People stand next to Syrian Arab Red Crescent truck in the town of Nashabiyeh, eastern Ghouta in Syria, Nov. 28, 2017.

Humanitarian groups have begun evacuating sick people from a rebel-held suburb of the Syrian capital, Damascus.

The United Nations had called for an emergency evacuation of nearly 500 patients stranded in Eastern Ghouta, home to 400,000 residents, which has been cut off from food and medical aid since 2013. Many of them are children.

On Tuesday, the Syrian American Medical Society (SAMS) said four patients, from a group of 29 critical cases approved for evacuation, have been transferred to hospitals in Damascus.
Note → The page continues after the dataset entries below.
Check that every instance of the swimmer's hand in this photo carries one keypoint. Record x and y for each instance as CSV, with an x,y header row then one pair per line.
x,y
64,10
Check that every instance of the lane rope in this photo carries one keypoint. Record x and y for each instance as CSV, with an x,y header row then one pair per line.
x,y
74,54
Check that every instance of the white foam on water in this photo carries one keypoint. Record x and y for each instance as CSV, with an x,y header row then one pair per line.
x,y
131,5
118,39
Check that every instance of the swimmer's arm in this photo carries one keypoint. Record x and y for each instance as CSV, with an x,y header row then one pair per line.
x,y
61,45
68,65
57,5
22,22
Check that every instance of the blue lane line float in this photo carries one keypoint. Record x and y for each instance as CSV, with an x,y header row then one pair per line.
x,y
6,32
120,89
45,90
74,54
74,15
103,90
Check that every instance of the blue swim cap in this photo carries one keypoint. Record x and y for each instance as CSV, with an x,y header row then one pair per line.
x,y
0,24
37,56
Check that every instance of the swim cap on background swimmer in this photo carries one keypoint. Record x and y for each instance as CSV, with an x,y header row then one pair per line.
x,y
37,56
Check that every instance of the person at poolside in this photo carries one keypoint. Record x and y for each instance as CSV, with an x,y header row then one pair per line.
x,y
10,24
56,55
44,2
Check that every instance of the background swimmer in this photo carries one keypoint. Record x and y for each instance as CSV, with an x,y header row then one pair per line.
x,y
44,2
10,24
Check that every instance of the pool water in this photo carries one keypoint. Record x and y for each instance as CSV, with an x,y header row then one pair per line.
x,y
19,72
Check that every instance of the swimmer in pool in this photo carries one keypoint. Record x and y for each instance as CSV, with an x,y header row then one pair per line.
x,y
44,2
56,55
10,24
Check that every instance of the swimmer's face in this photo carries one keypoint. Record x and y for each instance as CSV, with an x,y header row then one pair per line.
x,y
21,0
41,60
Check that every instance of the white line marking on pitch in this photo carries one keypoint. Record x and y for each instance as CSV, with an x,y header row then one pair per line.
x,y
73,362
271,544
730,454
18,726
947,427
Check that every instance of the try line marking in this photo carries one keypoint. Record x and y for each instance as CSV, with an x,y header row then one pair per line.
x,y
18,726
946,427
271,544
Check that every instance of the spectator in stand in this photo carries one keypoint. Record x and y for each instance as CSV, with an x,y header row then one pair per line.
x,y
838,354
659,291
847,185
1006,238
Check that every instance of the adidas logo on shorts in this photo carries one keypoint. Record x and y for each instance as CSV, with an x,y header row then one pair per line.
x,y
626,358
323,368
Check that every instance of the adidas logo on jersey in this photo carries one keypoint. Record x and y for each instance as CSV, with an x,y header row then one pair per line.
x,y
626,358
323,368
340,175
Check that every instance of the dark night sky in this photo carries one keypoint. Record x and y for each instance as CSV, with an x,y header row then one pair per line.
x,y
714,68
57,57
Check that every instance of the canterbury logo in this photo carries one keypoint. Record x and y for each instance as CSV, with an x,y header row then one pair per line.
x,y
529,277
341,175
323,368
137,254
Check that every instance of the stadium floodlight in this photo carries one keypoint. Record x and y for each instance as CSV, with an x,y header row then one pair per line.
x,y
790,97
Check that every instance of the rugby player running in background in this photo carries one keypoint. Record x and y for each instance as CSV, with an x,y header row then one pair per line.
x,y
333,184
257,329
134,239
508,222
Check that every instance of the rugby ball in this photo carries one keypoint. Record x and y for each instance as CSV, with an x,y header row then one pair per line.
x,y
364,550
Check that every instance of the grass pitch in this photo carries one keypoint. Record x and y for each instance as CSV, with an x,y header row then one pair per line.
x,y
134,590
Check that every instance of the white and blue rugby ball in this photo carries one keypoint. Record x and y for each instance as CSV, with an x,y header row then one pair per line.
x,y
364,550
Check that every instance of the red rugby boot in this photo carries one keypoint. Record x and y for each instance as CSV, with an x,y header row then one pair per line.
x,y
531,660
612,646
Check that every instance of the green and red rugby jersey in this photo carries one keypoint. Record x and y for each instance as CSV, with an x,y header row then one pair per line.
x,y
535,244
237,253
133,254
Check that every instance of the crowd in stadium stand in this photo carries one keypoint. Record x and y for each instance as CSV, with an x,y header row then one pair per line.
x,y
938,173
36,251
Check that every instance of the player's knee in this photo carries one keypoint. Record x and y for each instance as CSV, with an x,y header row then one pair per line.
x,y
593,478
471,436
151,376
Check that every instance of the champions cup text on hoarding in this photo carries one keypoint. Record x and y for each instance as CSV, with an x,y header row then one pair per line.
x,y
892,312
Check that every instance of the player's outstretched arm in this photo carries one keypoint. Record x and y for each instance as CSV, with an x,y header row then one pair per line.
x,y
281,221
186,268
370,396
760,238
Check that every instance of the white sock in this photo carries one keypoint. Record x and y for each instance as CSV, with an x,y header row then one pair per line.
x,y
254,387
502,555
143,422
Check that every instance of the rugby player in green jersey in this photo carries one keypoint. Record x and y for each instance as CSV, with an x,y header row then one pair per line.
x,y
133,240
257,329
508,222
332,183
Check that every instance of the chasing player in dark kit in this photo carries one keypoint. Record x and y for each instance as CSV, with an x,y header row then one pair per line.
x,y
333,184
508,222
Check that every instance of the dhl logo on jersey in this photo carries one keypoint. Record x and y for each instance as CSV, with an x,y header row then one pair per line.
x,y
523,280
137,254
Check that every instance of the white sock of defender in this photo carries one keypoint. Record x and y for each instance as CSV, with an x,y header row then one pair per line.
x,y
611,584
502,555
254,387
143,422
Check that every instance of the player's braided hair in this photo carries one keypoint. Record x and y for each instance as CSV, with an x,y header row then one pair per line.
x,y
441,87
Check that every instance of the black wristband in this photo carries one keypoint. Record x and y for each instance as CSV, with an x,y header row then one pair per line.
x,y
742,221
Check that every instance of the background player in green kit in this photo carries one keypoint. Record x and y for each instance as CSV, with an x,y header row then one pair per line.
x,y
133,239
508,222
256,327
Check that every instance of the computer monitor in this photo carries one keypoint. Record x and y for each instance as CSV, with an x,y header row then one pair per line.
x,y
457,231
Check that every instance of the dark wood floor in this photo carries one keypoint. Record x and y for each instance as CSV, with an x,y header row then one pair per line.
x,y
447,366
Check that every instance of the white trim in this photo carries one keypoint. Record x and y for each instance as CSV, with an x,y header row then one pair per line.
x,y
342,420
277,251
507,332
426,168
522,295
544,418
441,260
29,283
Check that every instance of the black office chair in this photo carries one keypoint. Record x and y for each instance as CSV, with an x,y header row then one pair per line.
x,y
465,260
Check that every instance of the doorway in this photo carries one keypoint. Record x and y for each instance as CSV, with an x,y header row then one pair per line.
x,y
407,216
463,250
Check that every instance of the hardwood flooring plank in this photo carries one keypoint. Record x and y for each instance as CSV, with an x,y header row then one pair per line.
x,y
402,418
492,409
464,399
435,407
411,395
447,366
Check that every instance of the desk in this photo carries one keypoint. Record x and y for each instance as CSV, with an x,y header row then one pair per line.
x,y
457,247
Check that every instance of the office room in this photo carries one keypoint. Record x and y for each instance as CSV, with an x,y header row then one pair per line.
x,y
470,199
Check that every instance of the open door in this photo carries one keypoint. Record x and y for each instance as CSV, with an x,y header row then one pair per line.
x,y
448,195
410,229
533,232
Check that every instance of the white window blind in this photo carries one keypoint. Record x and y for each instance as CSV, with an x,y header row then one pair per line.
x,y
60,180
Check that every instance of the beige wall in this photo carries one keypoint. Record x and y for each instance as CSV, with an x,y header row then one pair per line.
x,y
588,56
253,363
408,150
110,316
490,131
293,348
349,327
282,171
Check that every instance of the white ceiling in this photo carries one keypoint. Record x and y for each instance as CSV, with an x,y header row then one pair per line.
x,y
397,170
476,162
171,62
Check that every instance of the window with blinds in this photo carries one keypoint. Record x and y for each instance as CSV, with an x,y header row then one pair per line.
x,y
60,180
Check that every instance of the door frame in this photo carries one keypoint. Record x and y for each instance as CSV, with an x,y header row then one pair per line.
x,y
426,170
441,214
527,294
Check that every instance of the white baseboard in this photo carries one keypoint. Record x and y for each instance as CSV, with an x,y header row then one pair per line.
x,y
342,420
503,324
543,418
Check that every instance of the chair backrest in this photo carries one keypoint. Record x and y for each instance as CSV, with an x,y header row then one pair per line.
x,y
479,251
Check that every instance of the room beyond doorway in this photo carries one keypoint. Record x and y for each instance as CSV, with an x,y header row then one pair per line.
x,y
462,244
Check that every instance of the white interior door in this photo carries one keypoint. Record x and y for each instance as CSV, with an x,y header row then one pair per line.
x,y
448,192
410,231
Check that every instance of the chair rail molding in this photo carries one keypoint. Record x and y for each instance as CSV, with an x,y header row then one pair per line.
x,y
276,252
The rest will be moved in the coming days.

The list of 29 includes 18 children and 4 women suffering from heart disease, cancer, kidney failure and blood diseases, in addition to cases requiring surgery not available in the besieged area.

SAMS said some 17 patients have died in recent months because of the ongoing siege and lack of medical care.

The International Committee of the Red Cross late Tuesday published pictures of ambulances brought in to carry out the evacuations. But it provided no details about how many people would be moved out of the area.

UNICEF said its aid workers described seeing one of the worst health situations since the conflict began in 2011 during a rare international aid convoy to a neighborhood in the Eastern Ghouta district at the end of November.

UNICEF said at the time that 137 children, aged between seven months to 17 years, required immediate evacuation for conditions that include kidney failure, severe malnutrition and conflict wounds.

Last week Jan Egeland, the United Nations humanitarian adviser for Syria, said 494 people were on the priority list for medical evacuations.

“That number is going down, not because we are evacuating people but because they are dying,” he said. “We have tried now every single week for many months to get medical evacuations out, and food and other supplies in.”